Miley credits teammate Paul Goldschmidt, who had faced Miley in college and encouraged him to throw the harder slider that he used to throw back then, with giving him the idea to experiment with that pitch. But Miley says the velocity would mean nothing without the improved command he has shown.
"Even when the slider was slower, I wasn't executing it well, I wasn't locating it well," Miley said. "And I don't know if me throwing it harder has helped with that, but any time you execute and locate your pitches down in the zone, you're going to have success with them. I was hanging the slower slider and getting tattooed. If I was hanging the harder slider, it would get tattooed, too. If you leave something up and over, it's going to get hit."
Pitching coach Charles Nagy and Miley's more veteran teammates have helped him learn not to be too picky or finicky on the hill.

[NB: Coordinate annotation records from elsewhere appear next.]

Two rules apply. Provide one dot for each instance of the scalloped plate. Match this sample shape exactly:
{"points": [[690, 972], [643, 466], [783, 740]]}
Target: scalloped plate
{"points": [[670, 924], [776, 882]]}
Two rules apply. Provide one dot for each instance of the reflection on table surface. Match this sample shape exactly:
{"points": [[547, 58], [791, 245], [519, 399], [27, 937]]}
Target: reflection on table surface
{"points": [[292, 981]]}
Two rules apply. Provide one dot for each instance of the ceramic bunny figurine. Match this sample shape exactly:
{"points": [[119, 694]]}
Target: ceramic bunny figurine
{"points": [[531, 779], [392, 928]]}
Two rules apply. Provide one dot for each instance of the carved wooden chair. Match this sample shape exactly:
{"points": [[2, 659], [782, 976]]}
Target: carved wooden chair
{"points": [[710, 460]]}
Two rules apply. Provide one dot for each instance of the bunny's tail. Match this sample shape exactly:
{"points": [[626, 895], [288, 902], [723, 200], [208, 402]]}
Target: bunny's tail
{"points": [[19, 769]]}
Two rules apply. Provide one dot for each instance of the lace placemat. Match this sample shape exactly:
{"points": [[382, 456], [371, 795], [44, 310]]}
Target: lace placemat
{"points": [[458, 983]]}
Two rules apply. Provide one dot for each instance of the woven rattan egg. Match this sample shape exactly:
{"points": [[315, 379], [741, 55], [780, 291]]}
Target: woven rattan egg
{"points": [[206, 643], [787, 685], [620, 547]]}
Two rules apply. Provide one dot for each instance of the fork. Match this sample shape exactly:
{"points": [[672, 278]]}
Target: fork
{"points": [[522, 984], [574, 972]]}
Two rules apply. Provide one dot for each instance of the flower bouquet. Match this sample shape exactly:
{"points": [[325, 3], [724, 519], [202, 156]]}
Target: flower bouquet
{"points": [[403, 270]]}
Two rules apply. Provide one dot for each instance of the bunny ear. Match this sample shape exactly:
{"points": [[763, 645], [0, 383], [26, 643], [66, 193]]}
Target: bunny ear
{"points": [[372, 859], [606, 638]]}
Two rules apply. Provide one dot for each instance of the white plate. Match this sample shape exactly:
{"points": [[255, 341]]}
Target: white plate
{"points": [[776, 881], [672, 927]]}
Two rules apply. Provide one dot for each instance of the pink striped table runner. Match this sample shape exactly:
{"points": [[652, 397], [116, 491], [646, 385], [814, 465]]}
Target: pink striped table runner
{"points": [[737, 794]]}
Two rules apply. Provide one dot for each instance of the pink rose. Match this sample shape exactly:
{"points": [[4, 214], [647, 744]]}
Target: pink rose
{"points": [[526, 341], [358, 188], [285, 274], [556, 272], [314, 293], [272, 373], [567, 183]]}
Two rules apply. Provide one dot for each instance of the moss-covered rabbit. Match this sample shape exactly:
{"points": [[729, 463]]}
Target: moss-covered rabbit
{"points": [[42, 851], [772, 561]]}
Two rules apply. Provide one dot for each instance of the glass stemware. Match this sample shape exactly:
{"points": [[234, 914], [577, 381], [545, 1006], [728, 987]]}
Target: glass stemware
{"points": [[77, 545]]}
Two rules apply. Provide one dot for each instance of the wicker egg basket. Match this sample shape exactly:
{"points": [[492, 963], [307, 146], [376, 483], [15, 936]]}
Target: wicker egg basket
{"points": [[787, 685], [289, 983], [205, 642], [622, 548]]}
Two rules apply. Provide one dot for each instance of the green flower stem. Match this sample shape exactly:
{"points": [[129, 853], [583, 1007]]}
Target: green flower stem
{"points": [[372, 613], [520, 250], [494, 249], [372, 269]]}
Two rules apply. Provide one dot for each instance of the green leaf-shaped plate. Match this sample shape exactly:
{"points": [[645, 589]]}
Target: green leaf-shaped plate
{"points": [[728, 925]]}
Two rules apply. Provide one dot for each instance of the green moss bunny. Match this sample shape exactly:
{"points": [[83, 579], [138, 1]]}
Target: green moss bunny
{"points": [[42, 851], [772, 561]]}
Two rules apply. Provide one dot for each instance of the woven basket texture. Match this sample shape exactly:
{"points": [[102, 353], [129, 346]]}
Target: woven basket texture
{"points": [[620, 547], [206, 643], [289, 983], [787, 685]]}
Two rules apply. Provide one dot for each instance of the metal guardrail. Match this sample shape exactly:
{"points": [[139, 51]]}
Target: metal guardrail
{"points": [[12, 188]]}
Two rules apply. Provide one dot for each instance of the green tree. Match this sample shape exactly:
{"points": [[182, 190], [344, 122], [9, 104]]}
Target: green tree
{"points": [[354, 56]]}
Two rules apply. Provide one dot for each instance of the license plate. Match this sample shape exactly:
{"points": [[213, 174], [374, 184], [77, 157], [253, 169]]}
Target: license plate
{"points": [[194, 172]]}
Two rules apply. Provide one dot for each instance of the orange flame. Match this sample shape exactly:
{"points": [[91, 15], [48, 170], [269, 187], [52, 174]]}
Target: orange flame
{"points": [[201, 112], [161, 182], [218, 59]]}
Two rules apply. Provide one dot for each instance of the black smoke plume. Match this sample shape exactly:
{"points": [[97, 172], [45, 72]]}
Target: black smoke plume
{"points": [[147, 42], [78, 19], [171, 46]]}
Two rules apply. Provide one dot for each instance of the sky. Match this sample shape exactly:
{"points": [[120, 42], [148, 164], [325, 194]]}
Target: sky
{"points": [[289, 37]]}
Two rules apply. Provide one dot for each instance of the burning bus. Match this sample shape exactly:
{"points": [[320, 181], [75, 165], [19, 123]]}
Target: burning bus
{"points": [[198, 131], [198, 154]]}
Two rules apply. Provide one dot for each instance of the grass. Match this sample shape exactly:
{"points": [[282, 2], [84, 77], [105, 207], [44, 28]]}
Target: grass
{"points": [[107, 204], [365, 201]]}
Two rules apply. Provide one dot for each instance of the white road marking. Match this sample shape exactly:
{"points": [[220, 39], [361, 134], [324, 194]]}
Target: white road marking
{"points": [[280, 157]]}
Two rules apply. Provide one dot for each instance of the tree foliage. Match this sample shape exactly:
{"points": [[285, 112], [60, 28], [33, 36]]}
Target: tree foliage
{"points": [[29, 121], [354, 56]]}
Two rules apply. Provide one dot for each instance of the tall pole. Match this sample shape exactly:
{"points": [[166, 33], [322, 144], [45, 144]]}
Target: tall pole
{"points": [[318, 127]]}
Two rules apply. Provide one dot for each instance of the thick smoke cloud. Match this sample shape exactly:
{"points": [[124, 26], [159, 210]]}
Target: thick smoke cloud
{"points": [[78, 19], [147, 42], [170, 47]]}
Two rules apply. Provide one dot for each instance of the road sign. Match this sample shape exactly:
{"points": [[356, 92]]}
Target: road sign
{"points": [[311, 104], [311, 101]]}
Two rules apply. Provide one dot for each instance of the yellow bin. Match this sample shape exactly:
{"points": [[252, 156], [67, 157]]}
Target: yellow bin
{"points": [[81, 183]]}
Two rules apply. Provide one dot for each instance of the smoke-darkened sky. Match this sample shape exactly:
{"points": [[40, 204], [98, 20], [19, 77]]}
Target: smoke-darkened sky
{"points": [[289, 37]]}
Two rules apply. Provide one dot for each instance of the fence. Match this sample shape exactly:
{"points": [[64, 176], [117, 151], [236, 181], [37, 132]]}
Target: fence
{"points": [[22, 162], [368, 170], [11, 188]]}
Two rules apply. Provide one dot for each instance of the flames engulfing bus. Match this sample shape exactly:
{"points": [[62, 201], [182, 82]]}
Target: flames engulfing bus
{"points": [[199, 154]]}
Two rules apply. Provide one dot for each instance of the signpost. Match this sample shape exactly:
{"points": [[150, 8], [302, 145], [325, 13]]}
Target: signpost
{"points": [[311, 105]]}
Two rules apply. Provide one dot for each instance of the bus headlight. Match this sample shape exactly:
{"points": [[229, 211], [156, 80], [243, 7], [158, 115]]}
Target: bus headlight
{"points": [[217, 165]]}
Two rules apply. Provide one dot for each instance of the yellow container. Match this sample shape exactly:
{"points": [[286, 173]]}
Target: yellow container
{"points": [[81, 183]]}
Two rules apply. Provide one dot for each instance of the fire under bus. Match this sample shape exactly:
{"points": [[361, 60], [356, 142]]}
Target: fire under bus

"Hitters hit mistakes," Miley said. "They hit their pitch. When I first came up last year, I was so worried about not throwing that pitch that I wasn't able to have as much success as I'd like. I was not scared, but I wasn't throwing as many strikes. Now I'm able to challenge guys and just throw strikes. It comes down to trusting your stuff and staying in your game plan, rather than adjusting to theirs."
Miley's in-game adjustments are what stand out to Putz.
"His efficiency stands out," Putz said. "There are some starts where he has about 50 pitches in the second or third inning, and you're thinking, 'All right, hopefully he can get through five.' Next thing you know, it's the eighth inning, and he's still in there."
That the D-backs are still in the race in a season in which Ian Kennedy and Trevor Cahill struggled to find consistency for much of the first half and Daniel Hudson was lost first to a shoulder impingement and then Tommy John surgery is largely a credit to Miley. He wasn't even expected to be on the Opening Day roster, but a late-spring injury to Takashi Saito thrust him into the bullpen and Josh Collmenter's struggles thrust him into the rotation.
Now, he's the presumptive NL Rookie of the Year Award winner. And a small Louisiana town that once eagerly looked forward to a Subway shop that never came now has new plans in place:
A sign that will read, "LORANGER: HOME OF WADE MILEY."